Upon review of Petitioner-Appellant Don Williams's (Appellant Williams) appeal from the Honorable Joel E. August's June 5, 2008 "Order Granting, in Part, Respondent State of Hawaii's Application: (i) to Compel Arbitration; (ii) to Impose Sanctions Against Petitioner for Any Further Delay in the Start of Arbitration Proceedings; and (iii) for Award of Costs and Attorney's Fees against Petitioner" (the June 5, 2008 order compelling arbitration), it appears that we lack appellate jurisdiction over this case because the June 5, 2008 order compelling arbitration is not an independently appealable order.

Hawaii Revised Statutes (HRS) § 658A-28(a)(1) authorizes an appeal from an order denying a motion to compel arbitration, but HRS § 658A-28 does not authorize an appeal from an order granting a motion to compel arbitration. Therefore, HRS § 658A-28 (Supp. 2007) does not authorize Appellant Williams's appeal from the June 5, 2008 order compelling arbitration.
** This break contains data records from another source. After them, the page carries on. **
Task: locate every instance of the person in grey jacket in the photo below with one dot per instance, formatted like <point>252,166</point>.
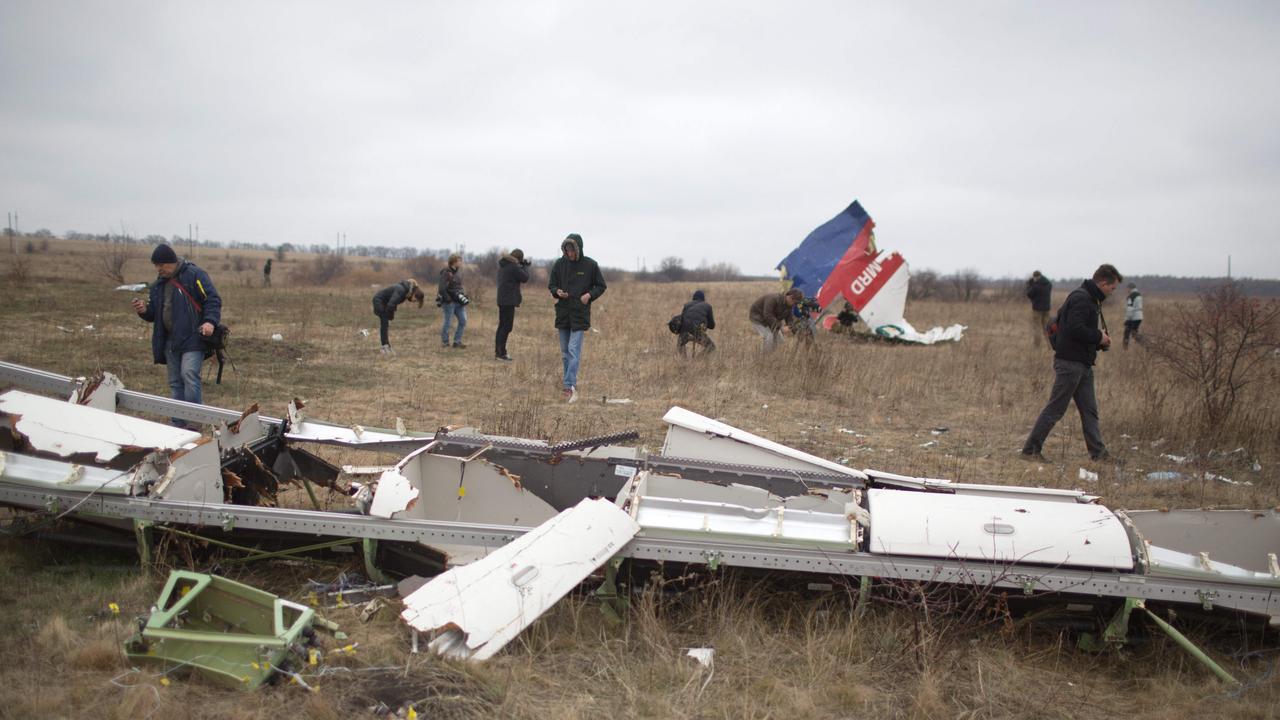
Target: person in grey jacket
<point>387,300</point>
<point>695,319</point>
<point>1132,315</point>
<point>512,272</point>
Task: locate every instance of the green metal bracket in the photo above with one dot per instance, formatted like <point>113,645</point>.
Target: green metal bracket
<point>232,633</point>
<point>613,604</point>
<point>1118,630</point>
<point>376,575</point>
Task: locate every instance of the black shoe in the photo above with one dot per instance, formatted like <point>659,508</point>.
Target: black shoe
<point>1032,456</point>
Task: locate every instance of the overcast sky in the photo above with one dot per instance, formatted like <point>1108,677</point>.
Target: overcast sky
<point>999,136</point>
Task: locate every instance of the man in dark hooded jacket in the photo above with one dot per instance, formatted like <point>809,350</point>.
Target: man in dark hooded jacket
<point>1074,352</point>
<point>695,319</point>
<point>575,282</point>
<point>183,308</point>
<point>512,273</point>
<point>1038,291</point>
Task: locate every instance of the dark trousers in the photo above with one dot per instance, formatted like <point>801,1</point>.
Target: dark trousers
<point>383,326</point>
<point>1072,381</point>
<point>1130,329</point>
<point>506,322</point>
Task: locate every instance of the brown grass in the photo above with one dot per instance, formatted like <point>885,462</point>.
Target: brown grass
<point>778,651</point>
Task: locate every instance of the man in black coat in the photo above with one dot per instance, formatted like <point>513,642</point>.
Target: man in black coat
<point>1038,291</point>
<point>575,283</point>
<point>1074,352</point>
<point>695,319</point>
<point>512,272</point>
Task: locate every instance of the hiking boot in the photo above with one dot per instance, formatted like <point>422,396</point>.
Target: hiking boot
<point>1033,456</point>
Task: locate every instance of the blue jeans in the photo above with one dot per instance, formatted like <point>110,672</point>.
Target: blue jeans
<point>184,374</point>
<point>453,310</point>
<point>571,352</point>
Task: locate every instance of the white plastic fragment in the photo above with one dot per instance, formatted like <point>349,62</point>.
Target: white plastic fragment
<point>475,610</point>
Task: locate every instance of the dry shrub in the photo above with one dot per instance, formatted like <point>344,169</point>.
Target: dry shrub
<point>1221,345</point>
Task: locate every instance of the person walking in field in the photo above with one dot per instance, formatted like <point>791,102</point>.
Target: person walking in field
<point>695,318</point>
<point>183,309</point>
<point>453,301</point>
<point>1038,291</point>
<point>1075,347</point>
<point>512,273</point>
<point>1132,315</point>
<point>771,315</point>
<point>387,300</point>
<point>575,282</point>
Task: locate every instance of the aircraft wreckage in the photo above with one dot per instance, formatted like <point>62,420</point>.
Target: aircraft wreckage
<point>510,525</point>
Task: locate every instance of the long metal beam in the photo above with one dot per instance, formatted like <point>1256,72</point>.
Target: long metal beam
<point>712,551</point>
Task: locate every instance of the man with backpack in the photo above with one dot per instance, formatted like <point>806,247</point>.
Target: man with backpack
<point>1077,340</point>
<point>184,309</point>
<point>695,319</point>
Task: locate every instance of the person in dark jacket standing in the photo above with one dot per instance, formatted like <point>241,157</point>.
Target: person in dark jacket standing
<point>512,272</point>
<point>1038,291</point>
<point>452,300</point>
<point>387,300</point>
<point>575,283</point>
<point>695,319</point>
<point>771,315</point>
<point>183,308</point>
<point>1075,350</point>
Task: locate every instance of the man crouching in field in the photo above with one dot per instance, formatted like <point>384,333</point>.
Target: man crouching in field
<point>771,313</point>
<point>1075,347</point>
<point>575,282</point>
<point>184,308</point>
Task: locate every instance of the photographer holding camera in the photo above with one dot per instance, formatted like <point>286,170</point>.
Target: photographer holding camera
<point>512,272</point>
<point>453,301</point>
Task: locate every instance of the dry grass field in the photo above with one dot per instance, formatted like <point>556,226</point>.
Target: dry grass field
<point>782,651</point>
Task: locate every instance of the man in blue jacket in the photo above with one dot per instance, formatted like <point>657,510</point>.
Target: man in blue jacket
<point>1074,352</point>
<point>575,283</point>
<point>184,308</point>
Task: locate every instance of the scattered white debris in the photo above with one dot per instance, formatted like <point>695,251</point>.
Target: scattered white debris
<point>705,656</point>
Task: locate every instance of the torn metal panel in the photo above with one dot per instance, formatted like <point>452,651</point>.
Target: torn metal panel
<point>1047,495</point>
<point>97,391</point>
<point>478,609</point>
<point>1002,529</point>
<point>675,505</point>
<point>690,434</point>
<point>67,429</point>
<point>232,633</point>
<point>1234,537</point>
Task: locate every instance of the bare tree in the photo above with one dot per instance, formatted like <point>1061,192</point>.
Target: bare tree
<point>1223,343</point>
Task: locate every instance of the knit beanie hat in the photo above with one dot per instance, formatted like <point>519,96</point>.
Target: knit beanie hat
<point>163,254</point>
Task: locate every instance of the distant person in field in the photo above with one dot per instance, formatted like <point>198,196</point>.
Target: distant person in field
<point>575,283</point>
<point>1038,291</point>
<point>1075,349</point>
<point>771,315</point>
<point>387,300</point>
<point>183,308</point>
<point>453,301</point>
<point>1132,315</point>
<point>512,273</point>
<point>695,318</point>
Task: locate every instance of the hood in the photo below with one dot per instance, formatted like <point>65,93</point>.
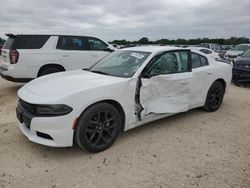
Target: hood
<point>234,53</point>
<point>66,83</point>
<point>242,60</point>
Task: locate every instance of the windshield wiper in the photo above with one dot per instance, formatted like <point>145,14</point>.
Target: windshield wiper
<point>100,72</point>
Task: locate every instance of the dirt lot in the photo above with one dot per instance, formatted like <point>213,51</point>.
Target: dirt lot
<point>193,149</point>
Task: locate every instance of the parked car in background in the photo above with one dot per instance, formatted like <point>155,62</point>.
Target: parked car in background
<point>130,87</point>
<point>207,51</point>
<point>241,68</point>
<point>230,55</point>
<point>25,57</point>
<point>215,47</point>
<point>1,46</point>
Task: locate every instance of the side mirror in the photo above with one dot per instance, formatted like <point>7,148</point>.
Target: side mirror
<point>111,48</point>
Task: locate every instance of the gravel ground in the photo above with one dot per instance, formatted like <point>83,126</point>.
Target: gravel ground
<point>193,149</point>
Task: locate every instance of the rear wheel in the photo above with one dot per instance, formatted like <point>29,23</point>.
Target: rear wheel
<point>214,97</point>
<point>98,127</point>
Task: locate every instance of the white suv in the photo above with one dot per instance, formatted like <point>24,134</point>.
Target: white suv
<point>25,57</point>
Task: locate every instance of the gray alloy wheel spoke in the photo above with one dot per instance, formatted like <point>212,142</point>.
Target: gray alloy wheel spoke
<point>93,122</point>
<point>109,119</point>
<point>99,117</point>
<point>98,139</point>
<point>102,137</point>
<point>88,130</point>
<point>92,137</point>
<point>108,131</point>
<point>111,126</point>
HRS § 641-1(a) (1993 & Supp. 2007) authorizes appeals to the intermediate court of appeals only from "final judgments, orders, or decrees[.]" (Emphasis added). Appeals under HRS § 641-1 "shall be taken in the manner . . . provided by the rules of the court." HRS § 641-1(c) (1993 & Supp. 2007). Rule 58 of the Hawai‘i Rules of Civil Procedure (HRCP) requires that "[e]very judgment shall be set forth on a separate document." The Supreme Court of Hawai‘i has held that "[a]n appeal may be taken . . . only after the orders have been reduced to a judgment and the judgment has been entered in favor of and against the appropriate parties pursuant to HRCP [Rule] 58[.]" Jenkins v. Cades Schutte Fleming & Wright, 76 Hawai‘i 115, 119, 869 P.2d 1334, 1338 (1994). "An appeal from an order that is not reduced to a judgment in favor or against the party by the time the record is filed in the supreme court will be dismissed." Id. at 120, 869 P.2d at 1339 (footnote omitted). The circuit court has not yet entered a final judgment that resolves all of the claims in this case. Therefore, absent an exception to the general rule requiring a final judgment for an appeal, Appellant Williams's appeal from the June 5, 2008 order compelling arbitration is premature, and we lack appellate jurisdiction.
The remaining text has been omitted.